‘Stop asking artists for samples’

Iryn Namubiru
What you need to know:
- “Has a journalist in an interview ever asked a doctor for a sample surgery? Most of the people asking artists, comedians, poets for samples forget that they have to prepare first. Samples discredit the amount of preparations to produce works of art.”
If you have keenly followed TV or radio interviews involving artists and performers, you should have noticed that they always end with a performance.
A poet will be asked to recite a poem, an artist will be asked to sing and a comedian will be asked to make people laugh. Often, the artist will sheepishly laugh and then perform a verse if it is a song, a short poem, if it is a recital and for comedy, things are usually very complicated because well, comedy is a complicated art in its own way.
Most artists do not want to give impromptu performances because they usually discredit preparations and the work they put in to produce great art. While artists hate these impromptu performances, it takes them getting to a certain level as performers to say no to these kinds of arrangements.
For instance, you will not hear radio presenters asking Julianna or Iryn Namubiru to give them a sample, yet, when it is a new artist or a different performance form such as comedy, poetry, there is that one presenter who will ask the artist for a sample.
“I was invited for a talk show with one of the media houses, we were talking about poetry and somehow during the show, I was asked for a sample, in poetry there is something we call a free verse, it is more like a freestyle,” Mark Gordon said while launching his book, Day Dreamer on March 30, at Forest Cottages in Naguru.
Free verse poetry, also known as free-form poetry, is a form of poetry that does not adhere to a set metre, rhyme scheme, or other traditional poetic structures, instead relying on the natural rhythms of speech and imagery. Sample is a poem Gordon wrote after that experience in the studio. There is a lot he questions in the poem, but his disdain for impromptu performances cannot be over emphasised.

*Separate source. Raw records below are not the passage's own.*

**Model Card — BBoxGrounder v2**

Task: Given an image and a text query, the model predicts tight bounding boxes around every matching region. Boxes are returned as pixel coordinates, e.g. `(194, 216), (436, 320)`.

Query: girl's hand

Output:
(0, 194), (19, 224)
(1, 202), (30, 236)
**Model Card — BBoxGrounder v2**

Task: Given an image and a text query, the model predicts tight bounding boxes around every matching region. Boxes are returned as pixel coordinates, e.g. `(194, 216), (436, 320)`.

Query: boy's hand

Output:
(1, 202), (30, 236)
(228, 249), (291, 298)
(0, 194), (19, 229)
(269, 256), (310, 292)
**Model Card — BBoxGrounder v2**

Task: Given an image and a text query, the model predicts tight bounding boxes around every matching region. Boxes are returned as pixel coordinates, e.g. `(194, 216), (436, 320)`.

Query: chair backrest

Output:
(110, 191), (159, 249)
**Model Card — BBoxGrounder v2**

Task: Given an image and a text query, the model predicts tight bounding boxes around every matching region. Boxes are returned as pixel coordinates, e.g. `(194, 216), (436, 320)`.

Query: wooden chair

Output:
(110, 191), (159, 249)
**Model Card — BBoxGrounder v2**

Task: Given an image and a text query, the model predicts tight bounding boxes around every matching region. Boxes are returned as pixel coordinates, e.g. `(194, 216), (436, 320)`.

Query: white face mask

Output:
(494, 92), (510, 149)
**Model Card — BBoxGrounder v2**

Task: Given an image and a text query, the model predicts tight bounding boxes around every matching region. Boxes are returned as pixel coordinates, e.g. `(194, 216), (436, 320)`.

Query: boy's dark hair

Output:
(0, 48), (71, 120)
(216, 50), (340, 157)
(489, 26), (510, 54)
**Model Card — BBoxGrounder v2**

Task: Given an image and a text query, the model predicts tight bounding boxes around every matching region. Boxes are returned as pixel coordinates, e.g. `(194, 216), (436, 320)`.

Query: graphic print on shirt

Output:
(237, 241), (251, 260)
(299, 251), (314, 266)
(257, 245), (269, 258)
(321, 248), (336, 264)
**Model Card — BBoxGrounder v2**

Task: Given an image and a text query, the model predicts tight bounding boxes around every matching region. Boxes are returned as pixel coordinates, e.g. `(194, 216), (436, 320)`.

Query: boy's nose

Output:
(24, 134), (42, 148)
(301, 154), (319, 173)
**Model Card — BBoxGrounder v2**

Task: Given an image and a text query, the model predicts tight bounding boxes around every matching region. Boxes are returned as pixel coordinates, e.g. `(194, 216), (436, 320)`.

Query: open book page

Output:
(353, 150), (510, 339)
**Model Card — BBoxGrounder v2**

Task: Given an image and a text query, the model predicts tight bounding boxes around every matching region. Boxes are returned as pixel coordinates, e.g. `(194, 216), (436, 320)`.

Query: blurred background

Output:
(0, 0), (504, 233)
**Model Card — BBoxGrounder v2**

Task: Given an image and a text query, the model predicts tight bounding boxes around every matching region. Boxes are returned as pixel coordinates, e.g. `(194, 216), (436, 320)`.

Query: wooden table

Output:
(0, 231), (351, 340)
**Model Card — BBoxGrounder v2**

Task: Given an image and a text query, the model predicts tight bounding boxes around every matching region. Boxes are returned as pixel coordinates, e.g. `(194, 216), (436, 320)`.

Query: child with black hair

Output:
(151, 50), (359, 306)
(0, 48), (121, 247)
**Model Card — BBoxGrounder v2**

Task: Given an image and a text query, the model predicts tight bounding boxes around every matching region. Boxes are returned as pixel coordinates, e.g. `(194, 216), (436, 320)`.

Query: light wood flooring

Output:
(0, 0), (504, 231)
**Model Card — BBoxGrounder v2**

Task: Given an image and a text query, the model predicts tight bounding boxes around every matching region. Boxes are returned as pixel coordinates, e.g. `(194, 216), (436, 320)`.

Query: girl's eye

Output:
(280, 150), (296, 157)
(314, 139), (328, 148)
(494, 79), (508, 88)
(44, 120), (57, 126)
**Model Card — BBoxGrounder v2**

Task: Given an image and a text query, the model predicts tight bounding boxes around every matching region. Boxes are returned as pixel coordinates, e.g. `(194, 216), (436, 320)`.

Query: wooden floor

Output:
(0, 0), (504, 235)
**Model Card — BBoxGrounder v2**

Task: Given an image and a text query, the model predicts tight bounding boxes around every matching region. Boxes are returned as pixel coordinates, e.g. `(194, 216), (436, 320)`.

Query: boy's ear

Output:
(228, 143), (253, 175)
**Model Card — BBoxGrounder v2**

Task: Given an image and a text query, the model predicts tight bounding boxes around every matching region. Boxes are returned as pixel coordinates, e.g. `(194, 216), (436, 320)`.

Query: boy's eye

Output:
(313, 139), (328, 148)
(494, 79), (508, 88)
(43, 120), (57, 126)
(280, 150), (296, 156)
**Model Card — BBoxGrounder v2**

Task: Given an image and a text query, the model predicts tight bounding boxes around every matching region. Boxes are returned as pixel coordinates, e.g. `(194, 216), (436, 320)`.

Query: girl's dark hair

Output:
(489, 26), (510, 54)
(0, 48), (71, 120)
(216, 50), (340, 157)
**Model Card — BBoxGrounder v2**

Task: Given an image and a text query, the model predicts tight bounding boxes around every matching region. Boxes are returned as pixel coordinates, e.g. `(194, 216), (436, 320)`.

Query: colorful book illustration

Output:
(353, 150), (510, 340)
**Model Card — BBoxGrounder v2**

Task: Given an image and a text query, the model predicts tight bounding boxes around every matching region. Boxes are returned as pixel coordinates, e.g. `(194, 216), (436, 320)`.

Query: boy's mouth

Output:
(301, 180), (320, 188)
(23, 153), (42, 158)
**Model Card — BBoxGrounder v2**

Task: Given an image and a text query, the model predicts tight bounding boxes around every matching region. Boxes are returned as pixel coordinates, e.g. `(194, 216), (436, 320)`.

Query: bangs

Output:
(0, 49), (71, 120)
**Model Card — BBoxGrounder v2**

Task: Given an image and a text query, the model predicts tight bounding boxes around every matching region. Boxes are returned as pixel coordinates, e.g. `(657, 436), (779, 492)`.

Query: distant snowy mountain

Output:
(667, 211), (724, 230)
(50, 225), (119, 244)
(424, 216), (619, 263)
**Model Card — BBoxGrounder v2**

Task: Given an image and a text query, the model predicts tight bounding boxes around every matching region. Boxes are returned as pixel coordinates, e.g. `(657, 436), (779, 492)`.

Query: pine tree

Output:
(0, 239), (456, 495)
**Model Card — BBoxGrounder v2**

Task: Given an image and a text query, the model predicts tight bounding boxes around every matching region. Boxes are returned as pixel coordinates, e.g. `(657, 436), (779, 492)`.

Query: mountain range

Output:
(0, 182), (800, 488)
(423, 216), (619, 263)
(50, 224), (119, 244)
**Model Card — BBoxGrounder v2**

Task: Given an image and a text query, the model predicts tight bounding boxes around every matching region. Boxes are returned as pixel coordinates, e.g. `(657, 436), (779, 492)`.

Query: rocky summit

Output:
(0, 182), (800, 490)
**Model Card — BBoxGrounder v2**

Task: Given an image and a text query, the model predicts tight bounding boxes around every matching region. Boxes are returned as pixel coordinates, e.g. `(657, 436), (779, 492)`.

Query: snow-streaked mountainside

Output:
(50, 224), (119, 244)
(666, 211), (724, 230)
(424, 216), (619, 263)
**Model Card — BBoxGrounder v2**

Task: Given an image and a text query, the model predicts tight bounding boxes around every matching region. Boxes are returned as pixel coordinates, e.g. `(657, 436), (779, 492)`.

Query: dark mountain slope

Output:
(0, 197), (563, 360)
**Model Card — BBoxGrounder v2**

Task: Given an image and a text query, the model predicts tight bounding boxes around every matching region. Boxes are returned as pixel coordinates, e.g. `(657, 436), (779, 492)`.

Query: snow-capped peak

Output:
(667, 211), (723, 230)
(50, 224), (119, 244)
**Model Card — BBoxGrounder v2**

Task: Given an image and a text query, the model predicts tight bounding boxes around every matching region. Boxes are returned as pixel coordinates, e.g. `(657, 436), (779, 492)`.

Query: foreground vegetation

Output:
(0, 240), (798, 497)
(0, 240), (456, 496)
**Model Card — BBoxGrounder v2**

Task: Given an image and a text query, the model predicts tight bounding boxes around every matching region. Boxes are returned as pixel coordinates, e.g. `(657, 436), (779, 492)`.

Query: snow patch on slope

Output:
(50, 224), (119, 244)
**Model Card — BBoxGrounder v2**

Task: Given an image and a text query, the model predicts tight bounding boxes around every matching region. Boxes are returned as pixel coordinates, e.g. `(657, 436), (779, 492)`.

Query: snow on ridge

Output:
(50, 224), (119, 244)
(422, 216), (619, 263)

“Most of the people asking for these forget that a recital is an expression someone has to prepare for,” he observes. Mark Gordon Mugasha is a poet, event producer and the founder of Ladu Poetry House. Over the years, he has been part of many poetry slams in a producer role that people in the poetry circles did not even know he performs. His book launch was followed by a recital by different poets, some of his mentees, wellwishers and his friends.
The poems in the book are a journey the poet has taken for years and thus many of these are about his life and experiences, from love, his struggle with weight loss, relationship with family and above all, mental health. His poem on being asked for a sample, is one of the few that he performed himself and in respect for the art, he rhetorically asks; “Has a journalist in an interview asked a doctor for a sample surgery?”
Hosted by poets Maritza and So Severe, Gordon noted that he will be hosting DayDreamer events often and he also plans to take the recitals to schools soon.
What he says...
Poems from the heart. The poems in the book Day Dreamer, are a journey the poet has taken for years and many of these are about Mark Gordon’s life and experiences, from love, his struggle with weight loss, relationship with family and above all, mental health.